Expense Monthly Cost                      Notes
Rent $1,200.00 Two bedroom apartment in a not so good area in the Washington, DC Area
Car Note  $300.00
Car Insurance  $120.00
After Care  $300.00
Food  $250.00
Utilities  $400.00 Includes Gas, Electric, Cable and Cell Phone
Gas for the Car  $300.00
Credit Card Bills  $300.00 Expenses with car maintenance and dating
Student Loan Payments  $200.00
Child Support  $600.00
FSA  $100.00 Required as part of his divorce decree to assist in the payment of his child’s medical expenses
Health Insurance  $220.00 Based it off a monthly two person rate of $1100 with him paying 20%
Total a Month  $4,290.00
85,000/26 (pay periods)  $3,269.23 Pay Period (Gross)
3,269.23*40% (taxes and benefits)  $1307.69 Taxes and benefits deducted
$1961.54  Total (Net) per Pay Period
1961.54*26(pay periods)/12 (months)  $4250 Monthly Salary

Sobering reality huh?  Looking at the chart above, this man is already broke before taking you out to dinner even though by most standards he’s making a pretty good salary. Just not enough to date living in the Washington, DC area and being divorced.

I recently read a report about how some families in Silicon Valley who are making above $150,000 are struggling.  Reason…housing is pricey. So, the man that I just described above is not necessarily living in the best neighborhoods with a 2 bedroom and paying $1200. Housing in a good neighborhood is not affordable to him.

How can he afford to court and woo you on this salary? Is it fair for him to take you out weekly at an average spend of $80.00 or more? Does his financial status make him ineligible to be considered a life partner? Maybe. It’s up to you.

Mr. C was right when he told me that Roland Martin said a black man in America has to work two jobs. The reality is that in this day in age, everyone needs a side hustle or another stream of income. The cost of living, dating, paying child support, paying alimony and/or paying back student loans makes it impossible to date without a second income.

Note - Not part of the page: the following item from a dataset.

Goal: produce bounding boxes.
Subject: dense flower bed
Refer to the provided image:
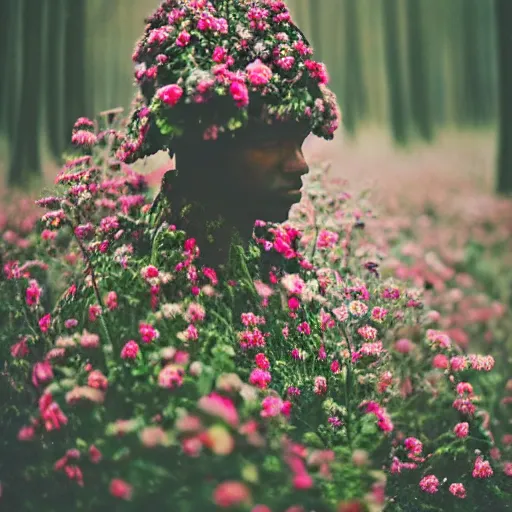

Mr. C’s income is going to change as he has a son entering college in the fall which will tie up some of his disposable income. In other words, I know that he will not be able to take me out all the time. I’m cool with that. We’ll find cheaper ways to date because I understand his situation. I’m going to probably pay for more dates. I guess I should as it’s been over a year and half. LOL.

I think the key is that you should be flexible in the beginning of dating. A man should pay for the first three or four dates. After we get to the fourth date, I know that you’re probably a good guy and I will offer to get some dates.  I took Mr. C to my favorite jazz spot for dinner and jazz in Philly on our fourth date. I drove, paid tolls, gas, entrance for the concert and dinner. He was shocked. You see how I do it right?

Really though, the key is that if there is longevity, let’s be honest about whether or not you can afford something that week. Let’s think of low cost or free activities and budget dates. I’m not above it. If I want to go out with you then I’ll pay. But, let’s be clear…I’m not financing our relationship.